When utilizing third parties such as cloud service providers or software as a service (SaaS), I’ve often thought about it as not a way to outsource the engineering work but rather a way to free up engineers to work “higher up the stack.” What I mean by that is that the engineers can often build or work on top of that third party service, closer to the customer. Almost all work closer to the customer is of higher value to the customer. Take a very simple ecommerce stack. The customer interfaces with the website to search, browse, and checkout. This functionality of course requires services such as a shopping cart and payment flow. These services rely on APIs and databases. These require hardware to provide compute and storage. On and on this goes. Our ecommerce stack needs hardware but the customer doesn’t care if we happen to be the world’s best storage engineers or if we outsource that to a third party to provide storage as a service. In fact, being the world’s best at something that our customers don’t care about is wasteful. As an alternative we could outsource that important and necessary service and have our engineers “move up the stack” closer to the customer and work on other engineering problems that the customer does care about like site performance or additional functionality.

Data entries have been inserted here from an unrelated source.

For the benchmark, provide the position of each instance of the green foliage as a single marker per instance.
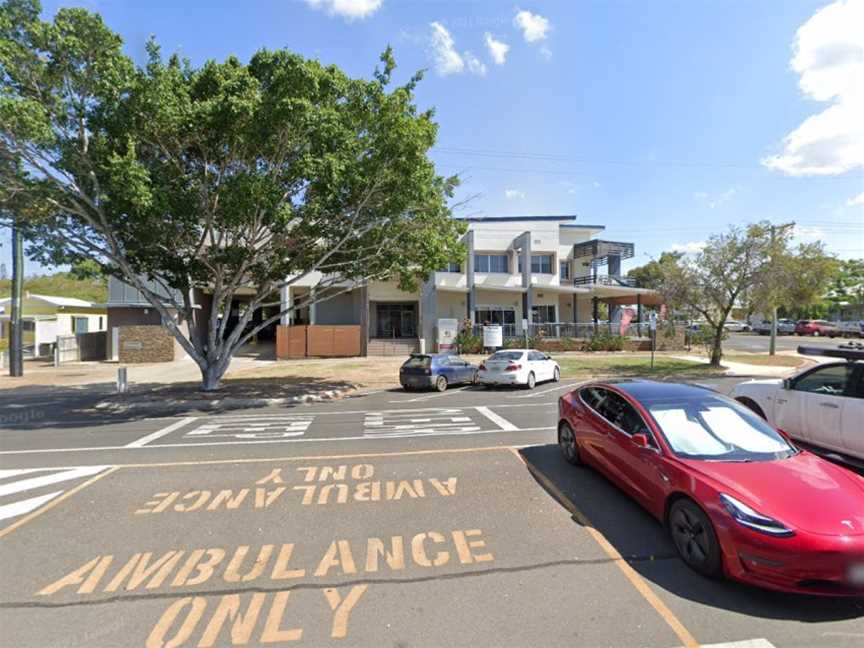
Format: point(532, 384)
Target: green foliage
point(220, 176)
point(605, 341)
point(61, 284)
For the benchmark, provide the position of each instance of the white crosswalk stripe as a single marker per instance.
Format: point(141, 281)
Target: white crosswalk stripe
point(395, 424)
point(36, 479)
point(277, 426)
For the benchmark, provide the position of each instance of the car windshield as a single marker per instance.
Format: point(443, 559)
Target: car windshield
point(418, 362)
point(506, 355)
point(717, 429)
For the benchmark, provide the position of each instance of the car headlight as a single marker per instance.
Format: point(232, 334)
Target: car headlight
point(746, 516)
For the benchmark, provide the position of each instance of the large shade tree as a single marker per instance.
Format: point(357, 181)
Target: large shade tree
point(757, 262)
point(227, 177)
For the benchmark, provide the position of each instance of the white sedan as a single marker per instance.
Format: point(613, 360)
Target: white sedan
point(822, 406)
point(524, 367)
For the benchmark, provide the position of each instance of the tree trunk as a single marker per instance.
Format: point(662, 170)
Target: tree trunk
point(211, 376)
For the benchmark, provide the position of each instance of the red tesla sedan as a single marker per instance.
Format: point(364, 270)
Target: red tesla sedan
point(737, 497)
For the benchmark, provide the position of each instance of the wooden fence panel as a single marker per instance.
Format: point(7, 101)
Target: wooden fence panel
point(317, 341)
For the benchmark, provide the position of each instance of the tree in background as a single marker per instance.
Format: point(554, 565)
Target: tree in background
point(793, 275)
point(221, 178)
point(651, 274)
point(752, 263)
point(846, 289)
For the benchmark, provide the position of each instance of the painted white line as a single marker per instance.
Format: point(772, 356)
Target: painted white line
point(535, 394)
point(747, 643)
point(498, 420)
point(25, 506)
point(160, 433)
point(37, 482)
point(175, 446)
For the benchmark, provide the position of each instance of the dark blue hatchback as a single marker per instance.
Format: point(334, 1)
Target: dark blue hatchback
point(427, 371)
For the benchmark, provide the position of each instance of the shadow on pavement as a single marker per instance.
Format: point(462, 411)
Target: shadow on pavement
point(643, 542)
point(38, 407)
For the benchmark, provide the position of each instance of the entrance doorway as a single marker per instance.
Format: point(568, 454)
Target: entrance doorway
point(396, 320)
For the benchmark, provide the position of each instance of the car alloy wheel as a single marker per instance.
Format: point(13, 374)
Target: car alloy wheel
point(694, 537)
point(567, 443)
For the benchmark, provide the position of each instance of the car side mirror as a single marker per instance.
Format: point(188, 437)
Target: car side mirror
point(641, 440)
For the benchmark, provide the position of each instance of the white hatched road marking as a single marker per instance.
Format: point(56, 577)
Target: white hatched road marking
point(265, 426)
point(158, 434)
point(497, 419)
point(444, 421)
point(30, 483)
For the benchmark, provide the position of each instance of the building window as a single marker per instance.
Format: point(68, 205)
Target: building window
point(491, 263)
point(540, 264)
point(542, 314)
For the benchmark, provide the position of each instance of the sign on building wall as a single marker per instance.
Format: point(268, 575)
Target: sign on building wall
point(447, 330)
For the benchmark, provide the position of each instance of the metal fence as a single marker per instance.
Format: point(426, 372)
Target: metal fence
point(576, 330)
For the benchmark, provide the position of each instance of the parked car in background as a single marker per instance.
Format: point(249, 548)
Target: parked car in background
point(435, 371)
point(736, 326)
point(524, 367)
point(738, 499)
point(852, 329)
point(822, 406)
point(817, 328)
point(784, 327)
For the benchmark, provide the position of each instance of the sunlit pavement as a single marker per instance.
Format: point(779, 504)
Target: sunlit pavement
point(382, 519)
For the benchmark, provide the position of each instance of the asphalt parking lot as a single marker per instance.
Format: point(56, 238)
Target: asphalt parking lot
point(389, 518)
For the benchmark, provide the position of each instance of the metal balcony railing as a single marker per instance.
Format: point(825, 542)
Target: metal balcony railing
point(605, 280)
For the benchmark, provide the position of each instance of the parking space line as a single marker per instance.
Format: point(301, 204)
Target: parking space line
point(160, 433)
point(47, 507)
point(542, 392)
point(687, 639)
point(498, 420)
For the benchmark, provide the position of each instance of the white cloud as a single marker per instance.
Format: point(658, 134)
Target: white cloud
point(856, 200)
point(714, 201)
point(347, 9)
point(534, 26)
point(474, 65)
point(688, 248)
point(446, 59)
point(829, 59)
point(497, 49)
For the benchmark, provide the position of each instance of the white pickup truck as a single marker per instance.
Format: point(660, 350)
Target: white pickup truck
point(821, 406)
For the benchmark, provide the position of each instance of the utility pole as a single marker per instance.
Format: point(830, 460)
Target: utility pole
point(16, 364)
point(772, 345)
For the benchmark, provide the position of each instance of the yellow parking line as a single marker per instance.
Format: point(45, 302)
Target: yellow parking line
point(687, 639)
point(49, 505)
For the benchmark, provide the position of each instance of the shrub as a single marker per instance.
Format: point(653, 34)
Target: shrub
point(604, 341)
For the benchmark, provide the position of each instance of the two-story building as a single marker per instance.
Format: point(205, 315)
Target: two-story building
point(549, 270)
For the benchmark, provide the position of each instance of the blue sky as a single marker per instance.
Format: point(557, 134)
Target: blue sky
point(663, 121)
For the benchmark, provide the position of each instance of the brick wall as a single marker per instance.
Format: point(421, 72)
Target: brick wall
point(145, 343)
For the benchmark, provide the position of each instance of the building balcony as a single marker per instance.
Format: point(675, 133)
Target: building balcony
point(605, 280)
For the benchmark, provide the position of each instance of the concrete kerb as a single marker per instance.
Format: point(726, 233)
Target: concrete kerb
point(228, 402)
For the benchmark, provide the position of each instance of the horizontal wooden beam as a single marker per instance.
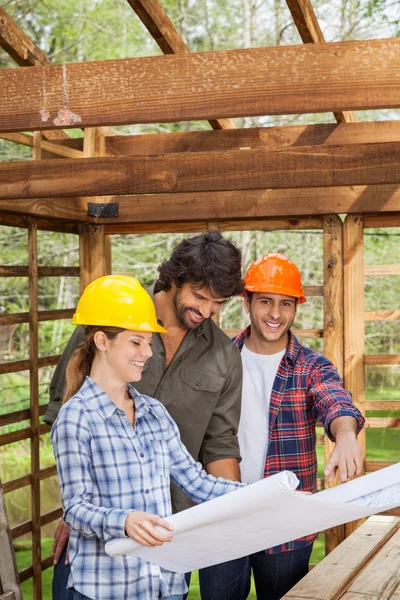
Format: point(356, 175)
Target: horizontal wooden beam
point(382, 359)
point(225, 207)
point(44, 315)
point(251, 138)
point(303, 166)
point(237, 139)
point(382, 315)
point(23, 271)
point(381, 270)
point(235, 83)
point(46, 224)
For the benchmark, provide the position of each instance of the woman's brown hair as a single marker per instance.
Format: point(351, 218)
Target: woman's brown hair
point(80, 363)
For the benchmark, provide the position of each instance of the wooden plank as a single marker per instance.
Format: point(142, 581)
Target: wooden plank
point(23, 365)
point(23, 271)
point(375, 465)
point(44, 315)
point(52, 147)
point(34, 397)
point(249, 138)
point(307, 166)
point(389, 359)
point(310, 32)
point(21, 220)
point(380, 577)
point(354, 354)
point(334, 575)
point(23, 51)
point(163, 31)
point(206, 85)
point(26, 54)
point(57, 208)
point(241, 204)
point(384, 270)
point(382, 315)
point(9, 581)
point(333, 332)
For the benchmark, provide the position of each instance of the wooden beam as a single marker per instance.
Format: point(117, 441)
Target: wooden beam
point(354, 365)
point(163, 31)
point(26, 54)
point(232, 206)
point(310, 32)
point(207, 85)
point(237, 139)
point(53, 147)
point(308, 166)
point(333, 333)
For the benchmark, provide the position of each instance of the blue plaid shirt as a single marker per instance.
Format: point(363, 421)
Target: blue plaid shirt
point(107, 468)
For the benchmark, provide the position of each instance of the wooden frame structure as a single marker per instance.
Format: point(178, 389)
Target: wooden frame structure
point(298, 177)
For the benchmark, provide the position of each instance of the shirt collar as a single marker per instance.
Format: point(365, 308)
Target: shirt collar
point(106, 407)
point(292, 350)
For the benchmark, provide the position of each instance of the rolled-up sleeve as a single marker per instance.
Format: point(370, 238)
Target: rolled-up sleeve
point(329, 399)
point(220, 439)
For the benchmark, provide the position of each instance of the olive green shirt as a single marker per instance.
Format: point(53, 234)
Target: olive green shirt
point(201, 389)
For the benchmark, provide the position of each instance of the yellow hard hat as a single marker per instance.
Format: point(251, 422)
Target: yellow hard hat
point(117, 301)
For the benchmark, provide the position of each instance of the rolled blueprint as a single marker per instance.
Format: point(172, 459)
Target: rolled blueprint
point(261, 515)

This idea of moving up the stack came up again recently in the discussion of ChatGPT in classrooms and tech companies. There are probably lots of things that these large language models (LLM) are capable of including better search but the areas that I’ve experimented with are in writing and programming. Fred Wilson, on his blog, recently reported that the NYC Department of Education had banned ChatGPT from its networks and devices. To this he commented, “I would like to suggest that educators embrace these new tools rather than block them.” I very much agree with Fred that instead of blocking these tools, which is always the first reaction to disruptive technologies, instead they should be embraced. Stephen Fry, recounts that Anthony Trollope, author and civil servant, who invented the early mailbox, known as a pillarbox, was distraught over his own invention. The reason was that prior to this invention a woman was not able to write a letter without giving it to a postman or to her father to mail for her. Middle class women had no ability to connect to a man, except through the graces of her father. The good news is that there is evidence in Trollope’s own writing that by the end of his career he had embraced these social changes.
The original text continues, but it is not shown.